On Monday, the University of Montana officially reopened the doors of McGill Hall that had been closed for over 30 days to clean up asbestos discovered in the building.

UM Communications Director Paula Short said the majority of the building has been reopened.

“Working with a certified industrial hygienist as well as contract companies and our facilities crews, we were able to clean the building per the recommendation of the hygienist,” said Short. “That included a thorough cleaning, HEPA vacuuming of all of the surfaces including ceilings, walls and floors. We did a HEPA cleaning on the floor tiles throughout the building and resealed them. After the cleaning we did clearance testing with both air and wipe sampling to determine that the cleaning was successful and the building was ready to be reoccupied.”

Short said McGill Hall houses a number of university facilities.

“We have a number of offices, classrooms and laboratories in McGill Hall,” she said. “Specifically, Health and Human Performance is based out of McGill Hall, as is Media Arts. One of the priorities for reopening the building quickly is that both of those majors require specialized computer equipment as well as athletic equipment and so it was very important to get those labs and classrooms reopened and the students back in the building.”

McGill Hall once also housed a daycare center for children of university employees, however Short said the search is on for a new location.

“We are currently looking for sites for the UM Child Care Center,” she said. “We did relocate the child care out of McGill Hall and it is currently in a temporary place inside our College of Education and Human Sciences. One of the things we’re looking at is how to consolidate the multiple sites for ASUM child care into one facility.

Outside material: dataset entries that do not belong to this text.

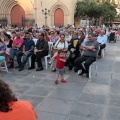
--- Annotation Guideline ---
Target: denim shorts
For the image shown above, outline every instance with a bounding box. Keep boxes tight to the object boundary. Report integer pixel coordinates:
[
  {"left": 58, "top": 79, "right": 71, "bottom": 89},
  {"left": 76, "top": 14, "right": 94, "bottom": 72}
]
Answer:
[{"left": 56, "top": 68, "right": 65, "bottom": 75}]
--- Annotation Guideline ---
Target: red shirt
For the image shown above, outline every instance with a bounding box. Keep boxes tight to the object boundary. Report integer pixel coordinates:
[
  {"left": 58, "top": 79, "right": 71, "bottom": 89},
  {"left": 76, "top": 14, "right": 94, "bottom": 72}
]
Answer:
[
  {"left": 55, "top": 55, "right": 66, "bottom": 69},
  {"left": 12, "top": 38, "right": 24, "bottom": 50}
]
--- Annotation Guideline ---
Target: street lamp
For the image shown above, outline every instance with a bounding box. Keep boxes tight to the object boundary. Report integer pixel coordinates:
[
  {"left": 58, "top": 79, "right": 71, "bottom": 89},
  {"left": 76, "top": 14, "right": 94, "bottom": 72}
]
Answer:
[{"left": 42, "top": 8, "right": 50, "bottom": 25}]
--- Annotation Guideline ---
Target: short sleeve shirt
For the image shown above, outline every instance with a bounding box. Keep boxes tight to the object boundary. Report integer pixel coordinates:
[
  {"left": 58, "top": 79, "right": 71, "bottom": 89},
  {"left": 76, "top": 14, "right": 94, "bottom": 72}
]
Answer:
[
  {"left": 12, "top": 38, "right": 24, "bottom": 50},
  {"left": 23, "top": 40, "right": 35, "bottom": 51},
  {"left": 55, "top": 40, "right": 68, "bottom": 49},
  {"left": 55, "top": 55, "right": 66, "bottom": 69},
  {"left": 83, "top": 41, "right": 99, "bottom": 57}
]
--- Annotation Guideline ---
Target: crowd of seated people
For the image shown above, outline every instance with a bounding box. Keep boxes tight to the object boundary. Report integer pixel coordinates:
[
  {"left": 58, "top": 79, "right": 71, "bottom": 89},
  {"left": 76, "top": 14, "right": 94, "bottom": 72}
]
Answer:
[{"left": 0, "top": 27, "right": 119, "bottom": 77}]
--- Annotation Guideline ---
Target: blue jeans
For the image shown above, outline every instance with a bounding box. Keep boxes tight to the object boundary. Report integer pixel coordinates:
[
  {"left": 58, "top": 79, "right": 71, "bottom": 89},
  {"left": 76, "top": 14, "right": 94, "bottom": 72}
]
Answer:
[
  {"left": 10, "top": 48, "right": 21, "bottom": 60},
  {"left": 16, "top": 51, "right": 32, "bottom": 68}
]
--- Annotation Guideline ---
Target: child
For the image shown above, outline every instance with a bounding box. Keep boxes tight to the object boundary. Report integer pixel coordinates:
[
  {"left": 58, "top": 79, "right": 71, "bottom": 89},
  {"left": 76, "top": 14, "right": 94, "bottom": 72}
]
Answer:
[{"left": 52, "top": 50, "right": 67, "bottom": 84}]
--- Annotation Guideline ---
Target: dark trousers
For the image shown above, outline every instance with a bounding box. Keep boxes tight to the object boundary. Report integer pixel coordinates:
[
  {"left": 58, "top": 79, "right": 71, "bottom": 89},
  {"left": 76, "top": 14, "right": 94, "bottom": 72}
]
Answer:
[
  {"left": 74, "top": 56, "right": 96, "bottom": 73},
  {"left": 98, "top": 44, "right": 106, "bottom": 56},
  {"left": 16, "top": 51, "right": 32, "bottom": 68},
  {"left": 31, "top": 52, "right": 48, "bottom": 67},
  {"left": 10, "top": 48, "right": 21, "bottom": 60}
]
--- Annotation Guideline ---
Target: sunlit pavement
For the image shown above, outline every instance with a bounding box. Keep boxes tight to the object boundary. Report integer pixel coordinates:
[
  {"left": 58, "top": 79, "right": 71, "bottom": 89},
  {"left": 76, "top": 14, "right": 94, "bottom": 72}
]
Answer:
[{"left": 0, "top": 41, "right": 120, "bottom": 120}]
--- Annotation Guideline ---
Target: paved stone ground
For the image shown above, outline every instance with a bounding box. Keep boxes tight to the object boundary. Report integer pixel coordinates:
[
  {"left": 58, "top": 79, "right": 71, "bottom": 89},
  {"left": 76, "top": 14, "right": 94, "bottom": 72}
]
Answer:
[{"left": 0, "top": 41, "right": 120, "bottom": 120}]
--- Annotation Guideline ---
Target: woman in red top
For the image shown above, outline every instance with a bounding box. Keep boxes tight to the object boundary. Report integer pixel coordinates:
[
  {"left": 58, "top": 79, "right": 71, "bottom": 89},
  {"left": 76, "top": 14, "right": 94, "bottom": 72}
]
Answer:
[
  {"left": 0, "top": 80, "right": 37, "bottom": 120},
  {"left": 45, "top": 31, "right": 50, "bottom": 42},
  {"left": 49, "top": 50, "right": 67, "bottom": 84}
]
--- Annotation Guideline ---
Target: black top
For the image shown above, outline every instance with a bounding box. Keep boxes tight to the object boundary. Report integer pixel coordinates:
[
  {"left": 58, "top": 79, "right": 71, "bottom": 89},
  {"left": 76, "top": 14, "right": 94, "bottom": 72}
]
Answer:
[
  {"left": 36, "top": 39, "right": 49, "bottom": 53},
  {"left": 7, "top": 40, "right": 13, "bottom": 48}
]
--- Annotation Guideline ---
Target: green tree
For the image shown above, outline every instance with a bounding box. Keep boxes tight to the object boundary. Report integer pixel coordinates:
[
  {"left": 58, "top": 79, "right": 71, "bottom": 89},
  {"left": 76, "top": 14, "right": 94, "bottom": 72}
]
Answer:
[
  {"left": 75, "top": 1, "right": 102, "bottom": 19},
  {"left": 100, "top": 1, "right": 117, "bottom": 22}
]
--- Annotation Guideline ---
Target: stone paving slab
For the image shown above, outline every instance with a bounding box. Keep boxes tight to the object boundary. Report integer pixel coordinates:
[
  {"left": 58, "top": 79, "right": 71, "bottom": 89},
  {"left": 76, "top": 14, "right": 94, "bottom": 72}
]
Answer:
[{"left": 0, "top": 43, "right": 120, "bottom": 120}]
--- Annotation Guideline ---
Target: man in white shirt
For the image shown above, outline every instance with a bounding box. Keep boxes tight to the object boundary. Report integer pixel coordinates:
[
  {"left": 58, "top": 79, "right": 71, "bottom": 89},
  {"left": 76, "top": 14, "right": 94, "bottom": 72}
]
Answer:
[{"left": 97, "top": 30, "right": 107, "bottom": 59}]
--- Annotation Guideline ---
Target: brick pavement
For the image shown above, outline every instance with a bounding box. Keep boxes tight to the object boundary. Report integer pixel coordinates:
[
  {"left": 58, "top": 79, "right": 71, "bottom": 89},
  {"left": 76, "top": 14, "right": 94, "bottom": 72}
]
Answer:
[{"left": 0, "top": 41, "right": 120, "bottom": 120}]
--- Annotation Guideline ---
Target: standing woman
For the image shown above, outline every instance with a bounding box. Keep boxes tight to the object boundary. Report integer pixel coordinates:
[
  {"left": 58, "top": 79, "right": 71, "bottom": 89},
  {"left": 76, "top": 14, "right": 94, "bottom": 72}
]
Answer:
[
  {"left": 0, "top": 38, "right": 6, "bottom": 56},
  {"left": 0, "top": 80, "right": 37, "bottom": 120},
  {"left": 4, "top": 34, "right": 13, "bottom": 62},
  {"left": 49, "top": 34, "right": 68, "bottom": 71},
  {"left": 0, "top": 38, "right": 6, "bottom": 71}
]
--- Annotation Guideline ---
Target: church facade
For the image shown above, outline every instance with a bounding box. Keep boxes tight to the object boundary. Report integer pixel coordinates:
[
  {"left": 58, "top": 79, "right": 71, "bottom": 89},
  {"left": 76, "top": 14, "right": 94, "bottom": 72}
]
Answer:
[
  {"left": 0, "top": 0, "right": 77, "bottom": 26},
  {"left": 0, "top": 0, "right": 119, "bottom": 27}
]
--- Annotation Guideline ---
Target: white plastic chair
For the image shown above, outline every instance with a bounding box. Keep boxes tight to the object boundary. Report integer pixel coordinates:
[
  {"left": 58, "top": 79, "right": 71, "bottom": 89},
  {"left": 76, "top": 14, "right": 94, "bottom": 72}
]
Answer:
[
  {"left": 89, "top": 61, "right": 98, "bottom": 78},
  {"left": 28, "top": 41, "right": 53, "bottom": 69},
  {"left": 0, "top": 60, "right": 8, "bottom": 72},
  {"left": 44, "top": 42, "right": 53, "bottom": 69},
  {"left": 102, "top": 48, "right": 105, "bottom": 58}
]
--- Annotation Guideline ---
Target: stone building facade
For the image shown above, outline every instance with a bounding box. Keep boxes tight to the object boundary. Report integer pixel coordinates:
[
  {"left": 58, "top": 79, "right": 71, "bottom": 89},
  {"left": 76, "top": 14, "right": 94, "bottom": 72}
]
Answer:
[
  {"left": 0, "top": 0, "right": 77, "bottom": 26},
  {"left": 0, "top": 0, "right": 119, "bottom": 26}
]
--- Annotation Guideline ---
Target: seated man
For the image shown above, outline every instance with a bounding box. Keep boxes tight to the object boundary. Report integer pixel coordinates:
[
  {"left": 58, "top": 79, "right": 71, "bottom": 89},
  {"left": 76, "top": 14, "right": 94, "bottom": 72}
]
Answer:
[
  {"left": 28, "top": 33, "right": 49, "bottom": 71},
  {"left": 75, "top": 34, "right": 99, "bottom": 77},
  {"left": 16, "top": 32, "right": 35, "bottom": 71},
  {"left": 8, "top": 32, "right": 24, "bottom": 68},
  {"left": 97, "top": 30, "right": 107, "bottom": 59}
]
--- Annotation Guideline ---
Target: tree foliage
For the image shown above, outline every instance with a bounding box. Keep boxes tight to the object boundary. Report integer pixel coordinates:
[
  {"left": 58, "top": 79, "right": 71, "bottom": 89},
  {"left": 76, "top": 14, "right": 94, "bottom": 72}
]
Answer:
[{"left": 75, "top": 0, "right": 116, "bottom": 20}]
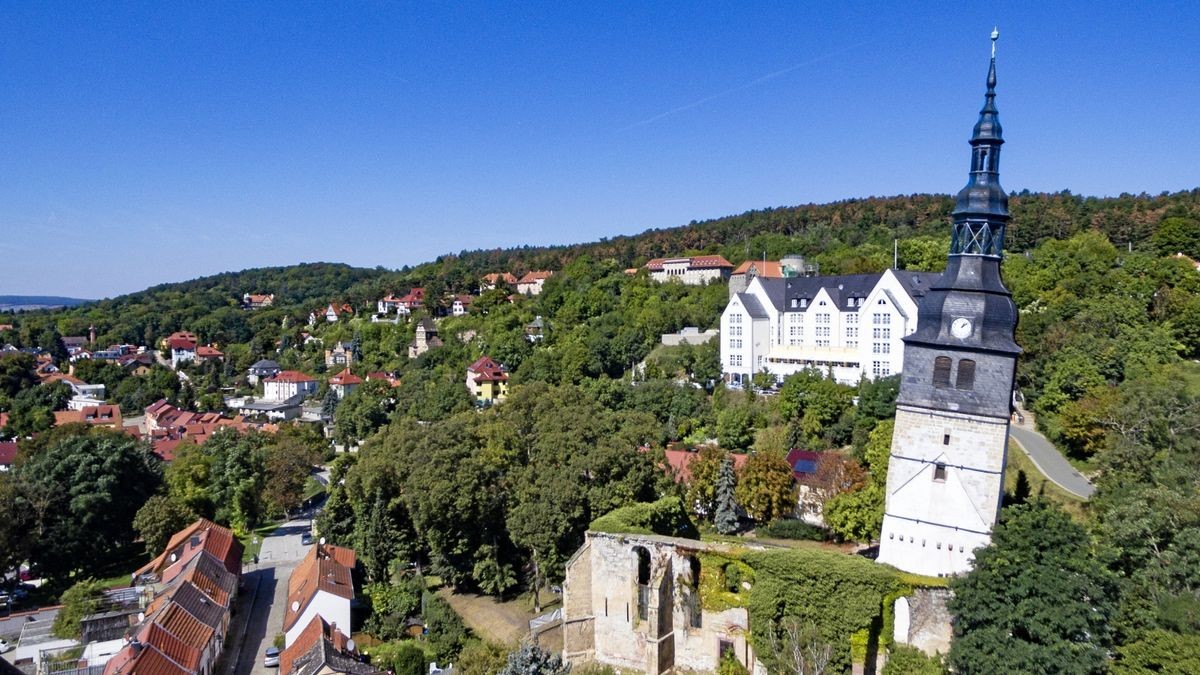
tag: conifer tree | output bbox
[713,458,738,534]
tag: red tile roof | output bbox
[283,544,355,632]
[0,439,17,466]
[646,256,733,271]
[467,357,509,382]
[517,270,554,283]
[733,261,784,279]
[329,368,362,387]
[263,370,316,382]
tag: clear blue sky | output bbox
[0,0,1200,298]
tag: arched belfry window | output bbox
[934,357,950,387]
[954,359,974,390]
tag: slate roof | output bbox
[736,293,767,318]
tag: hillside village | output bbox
[0,45,1200,675]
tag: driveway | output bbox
[222,519,312,675]
[1008,424,1096,500]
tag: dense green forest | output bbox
[0,190,1200,673]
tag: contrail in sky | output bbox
[617,40,870,133]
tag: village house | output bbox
[103,519,242,675]
[467,356,509,404]
[646,256,733,286]
[479,271,517,293]
[263,370,317,401]
[241,293,275,310]
[325,342,354,368]
[721,269,940,386]
[517,270,554,295]
[246,359,282,384]
[730,256,821,298]
[280,616,385,675]
[283,543,356,646]
[408,317,442,359]
[450,295,475,316]
[329,368,362,400]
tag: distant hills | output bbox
[0,295,91,312]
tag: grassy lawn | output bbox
[1004,441,1085,520]
[238,520,283,562]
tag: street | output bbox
[222,518,312,675]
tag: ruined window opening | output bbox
[934,357,950,387]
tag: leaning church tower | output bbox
[878,31,1021,577]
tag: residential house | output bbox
[526,315,546,342]
[54,405,122,430]
[246,359,282,384]
[721,269,941,386]
[325,342,354,368]
[103,519,242,675]
[0,439,17,473]
[167,338,196,368]
[730,256,821,298]
[308,303,354,325]
[517,270,554,295]
[241,293,275,310]
[467,356,509,404]
[329,368,362,399]
[646,256,733,286]
[263,370,317,401]
[479,271,517,293]
[450,295,475,316]
[283,544,356,646]
[408,317,442,359]
[280,616,384,675]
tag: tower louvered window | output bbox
[934,357,950,387]
[954,359,974,390]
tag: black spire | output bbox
[950,30,1008,257]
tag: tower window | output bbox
[954,359,974,390]
[934,357,950,387]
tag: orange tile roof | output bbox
[280,615,329,675]
[733,261,784,279]
[283,544,355,632]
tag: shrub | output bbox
[762,518,826,542]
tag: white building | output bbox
[721,269,938,384]
[263,370,317,401]
[646,256,733,286]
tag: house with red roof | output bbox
[329,368,362,400]
[479,271,517,293]
[517,270,554,295]
[280,616,384,675]
[467,356,509,404]
[646,256,733,286]
[283,544,356,646]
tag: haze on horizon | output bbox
[0,2,1200,298]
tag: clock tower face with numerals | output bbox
[878,37,1021,577]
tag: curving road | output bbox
[1008,424,1096,500]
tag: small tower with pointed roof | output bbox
[878,31,1021,577]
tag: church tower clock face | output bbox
[950,317,971,340]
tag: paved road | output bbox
[1009,424,1096,500]
[229,519,311,675]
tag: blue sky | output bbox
[0,0,1200,298]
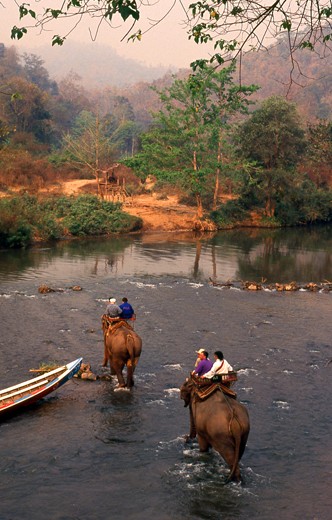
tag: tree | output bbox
[135,65,256,219]
[198,63,258,210]
[63,111,118,196]
[0,77,51,143]
[304,120,332,187]
[237,96,305,217]
[12,0,332,72]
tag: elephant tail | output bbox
[126,334,136,388]
[227,410,242,482]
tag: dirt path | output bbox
[62,179,196,231]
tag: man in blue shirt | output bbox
[192,348,213,377]
[119,298,135,320]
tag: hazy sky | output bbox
[0,0,214,68]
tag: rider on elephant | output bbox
[204,350,233,379]
[192,348,213,377]
[105,298,122,318]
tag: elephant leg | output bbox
[102,340,109,367]
[197,434,210,452]
[216,444,241,482]
[113,365,126,388]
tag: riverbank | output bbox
[50,179,200,232]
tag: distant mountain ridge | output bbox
[26,41,175,88]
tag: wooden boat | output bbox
[0,358,83,415]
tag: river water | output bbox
[0,228,332,520]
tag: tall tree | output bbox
[0,77,51,142]
[237,96,306,217]
[198,63,258,209]
[135,65,256,219]
[63,111,114,196]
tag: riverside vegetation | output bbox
[0,44,332,247]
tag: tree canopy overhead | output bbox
[11,0,332,63]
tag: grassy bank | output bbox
[0,194,142,248]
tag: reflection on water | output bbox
[0,226,332,283]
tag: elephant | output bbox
[102,316,142,389]
[180,377,250,482]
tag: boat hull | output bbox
[0,358,83,415]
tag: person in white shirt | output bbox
[204,350,233,379]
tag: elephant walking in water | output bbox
[180,378,250,482]
[102,315,142,388]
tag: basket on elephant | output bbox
[211,370,237,386]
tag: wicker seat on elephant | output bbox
[101,314,133,334]
[191,374,237,400]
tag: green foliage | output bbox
[0,195,142,247]
[131,64,257,209]
[210,199,248,229]
[275,178,332,225]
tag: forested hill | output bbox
[16,37,332,119]
[26,41,172,88]
[241,42,332,120]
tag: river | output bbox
[0,227,332,520]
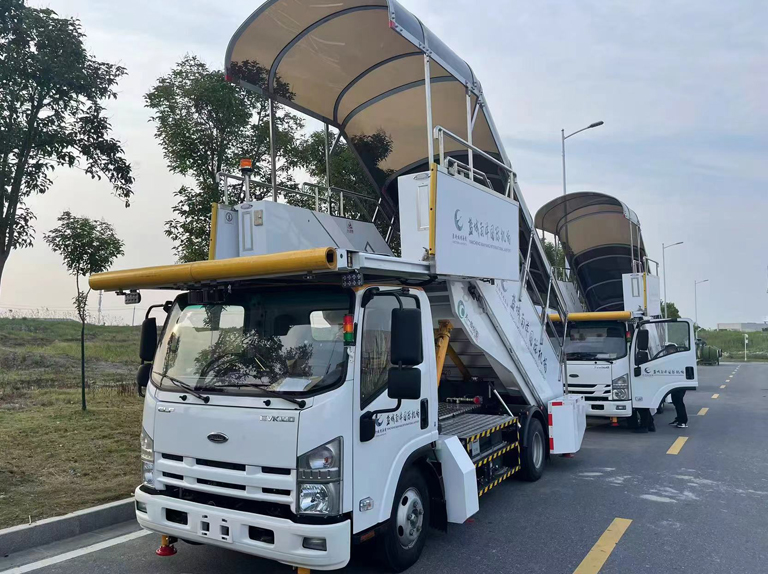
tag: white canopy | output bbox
[226,0,505,194]
[535,191,646,311]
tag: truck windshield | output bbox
[565,321,627,361]
[153,290,350,395]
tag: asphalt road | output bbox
[0,364,768,574]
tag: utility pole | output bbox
[555,121,604,269]
[693,279,709,337]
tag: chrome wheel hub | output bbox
[397,488,424,549]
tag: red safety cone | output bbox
[155,535,176,556]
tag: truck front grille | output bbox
[156,453,296,508]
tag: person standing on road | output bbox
[635,409,656,433]
[669,389,688,429]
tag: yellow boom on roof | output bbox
[88,247,337,291]
[549,311,632,323]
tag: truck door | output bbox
[631,319,699,409]
[352,287,437,533]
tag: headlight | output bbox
[611,375,629,401]
[140,429,155,486]
[298,482,341,516]
[296,437,342,516]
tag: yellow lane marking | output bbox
[573,518,632,574]
[667,436,688,454]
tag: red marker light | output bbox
[342,315,355,346]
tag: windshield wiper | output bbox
[210,383,307,409]
[152,371,211,405]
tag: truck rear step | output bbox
[438,412,520,496]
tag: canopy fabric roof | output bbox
[534,191,645,311]
[226,0,504,194]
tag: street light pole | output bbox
[661,241,683,319]
[560,121,605,268]
[693,279,709,337]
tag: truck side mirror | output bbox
[360,411,376,442]
[136,363,152,397]
[390,309,424,366]
[387,368,421,400]
[139,317,157,363]
[635,329,648,352]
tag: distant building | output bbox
[717,323,768,333]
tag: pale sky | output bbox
[0,0,768,327]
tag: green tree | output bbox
[661,301,680,319]
[144,55,304,262]
[44,211,123,410]
[544,239,565,269]
[0,0,133,292]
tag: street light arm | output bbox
[563,121,604,140]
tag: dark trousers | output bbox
[670,389,688,424]
[637,409,656,430]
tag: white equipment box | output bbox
[549,395,587,454]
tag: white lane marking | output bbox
[2,530,152,574]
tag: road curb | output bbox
[0,498,136,556]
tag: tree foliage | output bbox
[0,0,133,288]
[145,55,304,262]
[44,211,123,410]
[544,239,565,269]
[145,55,404,262]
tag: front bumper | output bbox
[587,401,632,417]
[135,488,352,570]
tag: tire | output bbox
[382,466,429,572]
[520,418,547,482]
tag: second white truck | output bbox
[536,192,698,426]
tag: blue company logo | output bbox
[453,209,464,231]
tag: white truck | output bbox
[90,0,586,571]
[535,192,698,426]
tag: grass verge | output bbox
[0,319,143,528]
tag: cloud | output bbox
[0,0,768,326]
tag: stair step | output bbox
[440,413,517,445]
[472,442,518,468]
[477,466,520,497]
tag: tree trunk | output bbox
[80,321,85,410]
[0,253,9,292]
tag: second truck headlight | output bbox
[141,429,155,486]
[611,375,629,401]
[296,437,342,516]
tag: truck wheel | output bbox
[383,467,429,572]
[520,419,547,482]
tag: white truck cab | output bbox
[90,0,586,571]
[565,314,698,418]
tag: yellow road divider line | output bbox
[573,518,632,574]
[667,436,688,454]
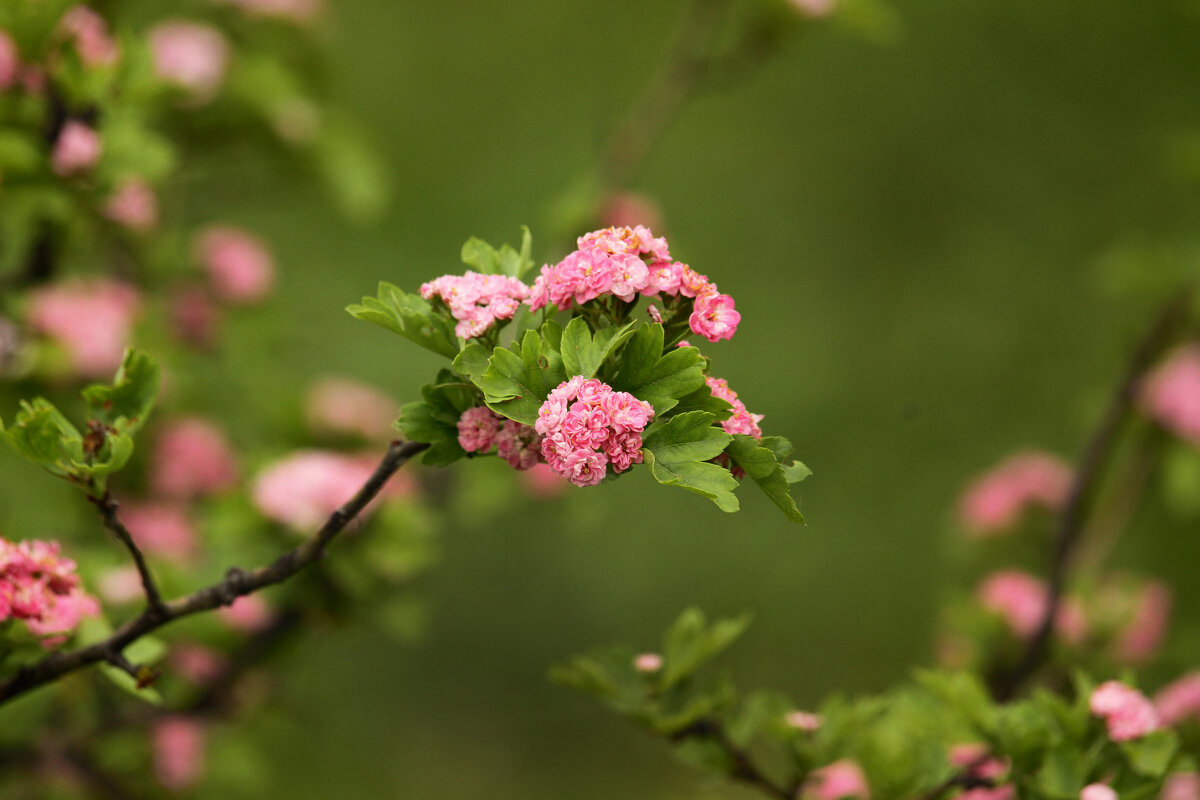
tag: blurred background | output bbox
[7,0,1200,800]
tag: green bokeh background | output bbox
[7,0,1200,800]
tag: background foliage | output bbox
[7,0,1200,799]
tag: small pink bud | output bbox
[634,652,662,673]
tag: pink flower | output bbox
[788,0,838,17]
[1090,680,1160,741]
[1154,672,1200,726]
[0,28,20,91]
[150,716,205,792]
[217,595,275,633]
[26,278,142,378]
[1140,343,1200,445]
[959,451,1073,535]
[150,19,229,102]
[634,652,662,673]
[253,450,374,531]
[60,6,121,67]
[810,758,870,800]
[978,570,1087,644]
[305,378,396,441]
[1158,772,1200,800]
[1079,783,1117,800]
[784,711,824,733]
[1115,581,1171,663]
[120,503,197,564]
[50,120,103,178]
[458,405,504,453]
[150,417,238,498]
[104,178,158,234]
[196,225,275,305]
[688,293,742,342]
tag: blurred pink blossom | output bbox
[253,450,386,531]
[959,451,1072,535]
[1140,343,1200,445]
[1115,581,1171,663]
[60,6,121,67]
[810,758,870,800]
[1154,672,1200,726]
[150,417,238,498]
[1158,772,1200,800]
[104,178,158,233]
[0,28,20,91]
[978,570,1087,644]
[1090,680,1162,741]
[26,278,142,378]
[50,120,103,178]
[121,503,197,563]
[305,378,396,441]
[168,642,228,685]
[150,716,205,792]
[217,595,275,633]
[150,19,229,102]
[196,225,275,303]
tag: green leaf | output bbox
[611,323,704,417]
[83,348,160,434]
[462,225,533,278]
[642,412,738,512]
[662,608,750,688]
[560,317,638,381]
[1121,728,1180,778]
[475,331,566,425]
[396,369,479,467]
[726,433,804,525]
[346,282,460,359]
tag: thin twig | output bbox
[0,441,428,703]
[994,291,1192,700]
[88,492,167,615]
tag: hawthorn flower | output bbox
[26,278,142,378]
[959,451,1073,536]
[1090,680,1162,741]
[150,19,229,102]
[196,225,275,305]
[50,120,103,178]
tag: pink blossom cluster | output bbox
[959,451,1072,535]
[529,225,742,342]
[0,539,100,636]
[704,375,762,439]
[978,570,1087,644]
[805,758,871,800]
[1154,672,1200,724]
[59,6,121,67]
[1141,344,1200,445]
[534,375,654,486]
[1088,680,1162,741]
[26,278,142,378]
[421,270,529,339]
[458,405,541,470]
[150,19,230,102]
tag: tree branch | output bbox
[88,492,167,615]
[0,440,428,703]
[994,290,1192,700]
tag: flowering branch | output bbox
[88,492,167,615]
[994,290,1192,700]
[0,440,428,703]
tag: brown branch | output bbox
[0,441,428,703]
[671,718,796,800]
[994,291,1192,700]
[88,492,167,616]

McGill Hall could once again be that location, however, the lower level has not yet been cleaned, and it’s probably going to take a few more weeks to get that work completed, but that area has been segmented away from the rest of the building to prevent cross contamination.”

Short said UM’s staff is looking at all the buildings on campus of an age where asbestos might be present and is receiving advice from their certified industrial hygienist to ensure those areas are safe.